彼は最初のしもべに五タラントを預けました(タラント一つ分の銀は約二十六〜三十六キロとされています)。次に、二番目のしもべには二タラントを、三番目のしもべには一タラントを預けました。
なぜ主人は、しもべたちに異なる量を与えたのでしょうか。それは、彼らそれぞれの能力に応じて銀を預けたからです。
神様はこのように、私たち一人ひとりに才能と資源を与えてくださいます。けれども、私たちは皆、同じものを与えられるわけではありません。神様は、それぞれに異なる才能を与え、その才能に応じて、どのような資源を委ねるかを決められるのです。
また、このたとえ話のように、神様は私たちがその才能と資源を忠実に用いることを求めておられます。もし私たちが忠実にそれを行うなら、神様は私たちにこう言われます。
よくやった。
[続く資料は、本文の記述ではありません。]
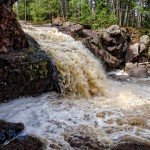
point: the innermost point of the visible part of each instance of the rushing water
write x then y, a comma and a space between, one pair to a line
122, 115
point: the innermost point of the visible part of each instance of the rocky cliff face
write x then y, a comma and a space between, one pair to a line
24, 68
12, 38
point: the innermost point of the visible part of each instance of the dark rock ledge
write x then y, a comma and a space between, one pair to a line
25, 70
10, 133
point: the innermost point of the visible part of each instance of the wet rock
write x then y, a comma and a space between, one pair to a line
9, 130
12, 38
135, 53
114, 41
23, 74
26, 143
136, 70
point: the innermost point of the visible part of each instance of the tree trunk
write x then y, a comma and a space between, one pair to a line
12, 38
64, 8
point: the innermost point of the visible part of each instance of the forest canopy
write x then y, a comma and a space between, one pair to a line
98, 13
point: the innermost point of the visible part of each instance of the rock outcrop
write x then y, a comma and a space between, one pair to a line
24, 74
24, 68
11, 132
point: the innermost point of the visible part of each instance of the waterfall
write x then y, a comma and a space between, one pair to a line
81, 73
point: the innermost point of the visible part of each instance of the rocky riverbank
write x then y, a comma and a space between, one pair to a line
118, 48
25, 70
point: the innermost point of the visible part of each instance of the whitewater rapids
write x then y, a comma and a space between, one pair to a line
122, 115
82, 74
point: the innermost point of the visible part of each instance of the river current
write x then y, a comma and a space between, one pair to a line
92, 104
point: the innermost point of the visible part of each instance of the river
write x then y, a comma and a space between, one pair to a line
91, 104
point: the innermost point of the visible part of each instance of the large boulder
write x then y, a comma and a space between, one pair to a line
137, 53
114, 41
24, 68
23, 74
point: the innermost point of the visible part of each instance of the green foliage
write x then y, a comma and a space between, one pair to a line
97, 13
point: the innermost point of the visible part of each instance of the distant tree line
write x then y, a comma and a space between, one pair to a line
98, 13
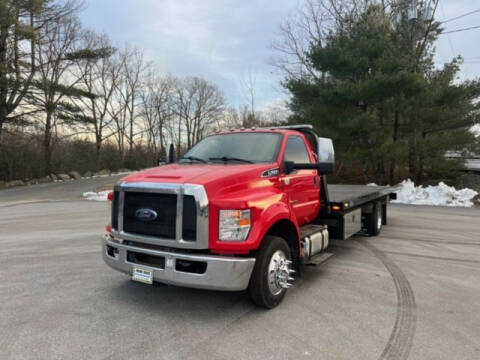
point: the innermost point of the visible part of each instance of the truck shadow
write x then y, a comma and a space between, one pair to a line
205, 304
175, 300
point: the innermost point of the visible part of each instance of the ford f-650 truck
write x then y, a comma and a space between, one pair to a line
243, 209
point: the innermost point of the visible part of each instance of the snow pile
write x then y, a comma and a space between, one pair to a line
96, 196
440, 195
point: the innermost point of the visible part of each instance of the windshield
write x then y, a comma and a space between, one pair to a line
237, 148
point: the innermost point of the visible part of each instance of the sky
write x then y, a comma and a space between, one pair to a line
227, 41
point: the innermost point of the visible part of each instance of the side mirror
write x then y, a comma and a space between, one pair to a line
288, 167
171, 154
326, 153
323, 168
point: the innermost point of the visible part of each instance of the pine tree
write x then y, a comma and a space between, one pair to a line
383, 102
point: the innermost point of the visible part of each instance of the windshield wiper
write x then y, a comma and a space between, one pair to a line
228, 158
194, 158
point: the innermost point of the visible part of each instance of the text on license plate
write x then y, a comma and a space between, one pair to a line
142, 275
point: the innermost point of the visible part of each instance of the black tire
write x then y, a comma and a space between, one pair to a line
376, 220
258, 288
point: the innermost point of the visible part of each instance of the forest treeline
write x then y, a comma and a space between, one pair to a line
71, 100
360, 71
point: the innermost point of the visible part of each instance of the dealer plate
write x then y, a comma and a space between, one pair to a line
142, 275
良い忠実なしもべだ。お前はわずかなものに忠実だったから、多くの物を任せよう。主人の喜びをともに喜んでくれ。」(マタイの福音書25:21)
このたとえ話では、主人は二人のしもべにそのように言いました。ところが、もう一人のしもべは銀を投資せず、地面に穴を掘ってそれを隠しました。だから、主人が戻った時、そのしもべは預かった銀だけを返しました。
なぜ彼はそんな行動を取ったのでしょうか。おそらく、主人を敬っていなかったからです。
主人が不公平だと思っていたのです。つまり、主人は何もせずに他人の労働によって利益を得ていると感じていました。そして、しもべは銀を投資しても、主人が自分に正当な報いを与えてくれないと疑っていたのです。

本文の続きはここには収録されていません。